Bu noktada bir anekdot aktararak yazıyı sonlandırmak ufuk açıcı olabilir. 26 Şubat 1921’de uzun yıllar İngiltere’nin İstanbul’daki diplomatik misyonunda görev almış olan Aubrey Herbert Almanya’da Talat Paşa ile uzun bir mülakat gerçekleştiriyor. Herbert, mülakat boyunca özellikle Enver Paşa hakkında sorular yöneltiyor Talat Paşa’ya. Paşa Herbert’e Enver Paşa’nın bir kahraman ve vatansever olduğunu söylüyor. Herbert sorularını Enver Paşa’nın sağcı mı yoksa solcu mu olduğunu öğrenecek şekilde tavzih ediyor.

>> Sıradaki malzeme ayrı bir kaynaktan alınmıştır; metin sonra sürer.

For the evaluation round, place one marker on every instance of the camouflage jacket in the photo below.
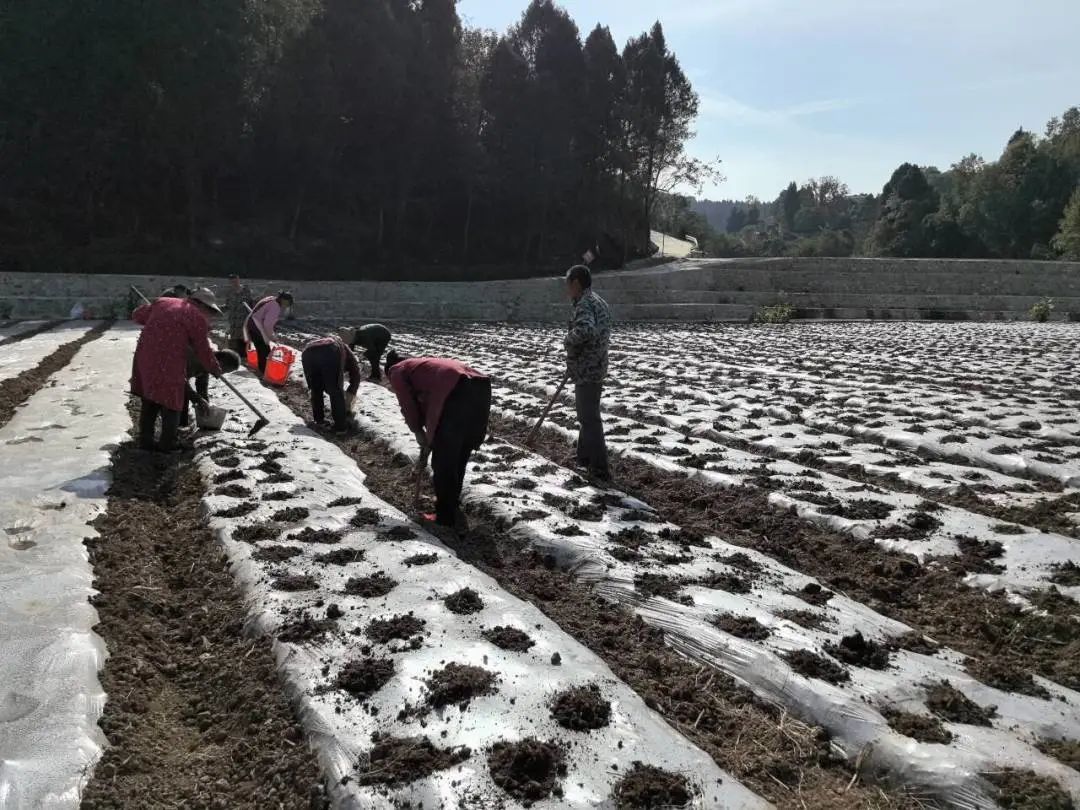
(586, 342)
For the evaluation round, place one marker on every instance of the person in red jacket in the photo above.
(447, 405)
(171, 327)
(325, 363)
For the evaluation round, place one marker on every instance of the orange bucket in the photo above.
(279, 364)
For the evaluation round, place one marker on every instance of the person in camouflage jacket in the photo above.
(586, 364)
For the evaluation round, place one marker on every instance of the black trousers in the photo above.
(322, 369)
(261, 348)
(462, 428)
(147, 421)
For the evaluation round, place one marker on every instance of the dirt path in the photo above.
(196, 715)
(788, 763)
(16, 390)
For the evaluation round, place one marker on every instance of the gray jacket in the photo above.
(586, 342)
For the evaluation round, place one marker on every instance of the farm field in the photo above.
(838, 567)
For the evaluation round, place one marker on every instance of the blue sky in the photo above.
(798, 89)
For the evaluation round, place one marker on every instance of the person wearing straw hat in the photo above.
(171, 327)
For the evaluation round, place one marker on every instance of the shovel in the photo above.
(261, 420)
(536, 428)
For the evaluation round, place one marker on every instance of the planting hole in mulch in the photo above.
(1026, 791)
(458, 684)
(581, 709)
(464, 602)
(277, 553)
(368, 588)
(340, 556)
(860, 651)
(812, 665)
(509, 638)
(256, 532)
(321, 537)
(364, 677)
(397, 761)
(528, 770)
(918, 727)
(400, 626)
(950, 704)
(292, 514)
(741, 626)
(648, 787)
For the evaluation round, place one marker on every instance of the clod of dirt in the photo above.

Talat Paşa Enver Paşa’nın genellikle liberal bir görüşe sahip olduğunu belirttikten sonra ekliyor: “Fakat siyaset değişken, vatanseverlik kalıcıdır.”

Bu “mesele”de de çok net sınırlar ve tanımlar geliştirmek için kullanılabilecek en basit ve en güçlü ilke olarak bu tespitten hareket edilmesi yerinde olacaktır. Sağcılık ya da solculuk değişken, vatanseverlik sabit ve “objektif” bir veri olarak ele alınmaya başladığında “sorun”a ilişkin yeni bir açılım geliştirme imkânı da ortaya çıkmış olacaktır.